George Green became a wealthy man, but he spent the bulk of his wealth on charitable works. He founded almshouses, sailors' homes, a chapel and, in particular, schools.
In 1828 the first George Green's School was founded at the corner of Chrisp Street and East India Dock Road. This building was replaced in 1884 by one at the corner of Kirby Street and East India Dock Road. Finally, in January 1976 the present George Green's came into being at the southern tip of the Isle of Dogs, facing the Royal Naval College at Greenwich. The second building is still in use as part of Tower Hamlets College.
It was not only the buildings that changed. George Green's was originally an Elementary School, it then became a Grammar School, and in September 1975 the first Comprehensive intake of pupils joined the school. George Green's thus became the Isle of Dogs' own neighbourhood secondary school.
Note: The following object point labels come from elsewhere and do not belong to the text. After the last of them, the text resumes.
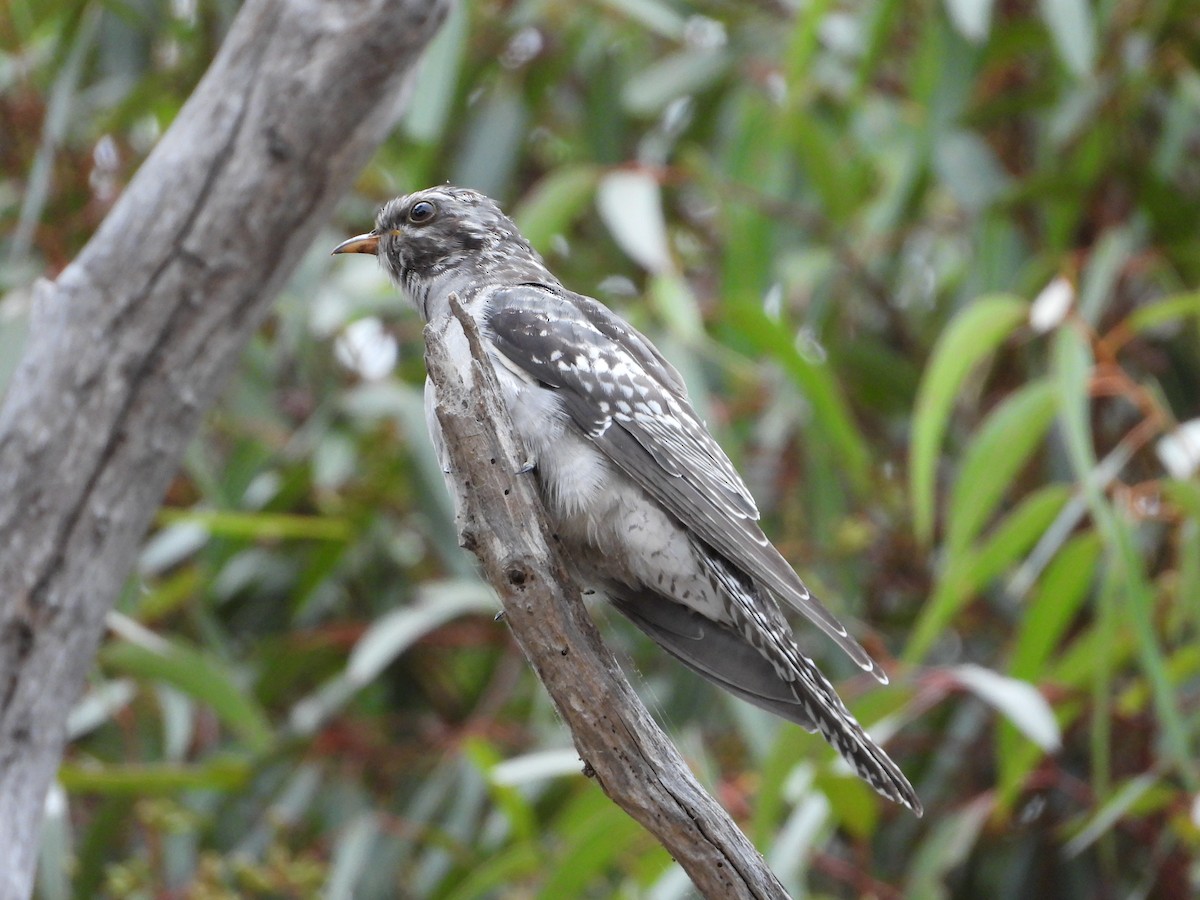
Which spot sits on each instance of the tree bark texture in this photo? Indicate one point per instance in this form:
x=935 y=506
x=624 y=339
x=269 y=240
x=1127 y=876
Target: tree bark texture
x=502 y=520
x=133 y=340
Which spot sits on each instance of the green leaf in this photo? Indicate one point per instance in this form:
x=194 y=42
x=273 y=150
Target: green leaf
x=997 y=454
x=967 y=573
x=1072 y=370
x=1073 y=31
x=259 y=526
x=199 y=676
x=972 y=335
x=1059 y=595
x=831 y=412
x=223 y=773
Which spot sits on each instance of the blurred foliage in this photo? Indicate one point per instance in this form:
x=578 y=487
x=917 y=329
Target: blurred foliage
x=930 y=270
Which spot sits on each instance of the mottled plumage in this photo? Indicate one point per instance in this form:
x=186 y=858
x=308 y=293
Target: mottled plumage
x=649 y=509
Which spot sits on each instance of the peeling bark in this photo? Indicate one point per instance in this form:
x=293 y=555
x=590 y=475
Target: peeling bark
x=132 y=342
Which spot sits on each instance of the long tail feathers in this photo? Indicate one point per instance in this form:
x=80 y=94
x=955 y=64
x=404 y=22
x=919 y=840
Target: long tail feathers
x=727 y=658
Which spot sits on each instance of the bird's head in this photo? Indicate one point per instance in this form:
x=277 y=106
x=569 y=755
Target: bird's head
x=447 y=229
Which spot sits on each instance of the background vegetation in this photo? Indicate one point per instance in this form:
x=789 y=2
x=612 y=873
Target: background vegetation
x=930 y=271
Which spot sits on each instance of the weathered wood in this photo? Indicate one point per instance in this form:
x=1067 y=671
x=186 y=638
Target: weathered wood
x=501 y=520
x=135 y=339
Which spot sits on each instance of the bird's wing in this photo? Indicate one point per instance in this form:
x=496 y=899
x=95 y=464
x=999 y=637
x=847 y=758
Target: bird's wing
x=634 y=407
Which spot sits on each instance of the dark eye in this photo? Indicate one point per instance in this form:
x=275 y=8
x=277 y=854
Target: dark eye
x=421 y=213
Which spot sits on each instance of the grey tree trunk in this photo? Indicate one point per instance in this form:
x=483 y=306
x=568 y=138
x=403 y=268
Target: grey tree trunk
x=132 y=342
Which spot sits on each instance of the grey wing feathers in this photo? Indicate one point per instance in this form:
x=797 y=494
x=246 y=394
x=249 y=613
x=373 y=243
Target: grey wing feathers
x=633 y=405
x=714 y=652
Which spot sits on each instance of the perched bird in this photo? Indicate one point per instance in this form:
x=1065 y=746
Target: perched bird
x=647 y=505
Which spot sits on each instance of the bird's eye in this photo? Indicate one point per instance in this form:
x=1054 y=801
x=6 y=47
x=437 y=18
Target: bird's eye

After ILEA's abolition in March 1990 the school's LEA became Tower Hamlets.
The demise of the docks in the 1960s and the establishment in the late 1970s of the Isle of Dogs as part of the Enterprise Zone being developed by the London Dockland Development Corporation have radically altered the local environment and community.
The school now ensures that it has an ethos with which all pupils and parents can identify, and that it offers a curriculum appropriate to the needs and aspirations of all its pupils, whatever their cultural and economic background.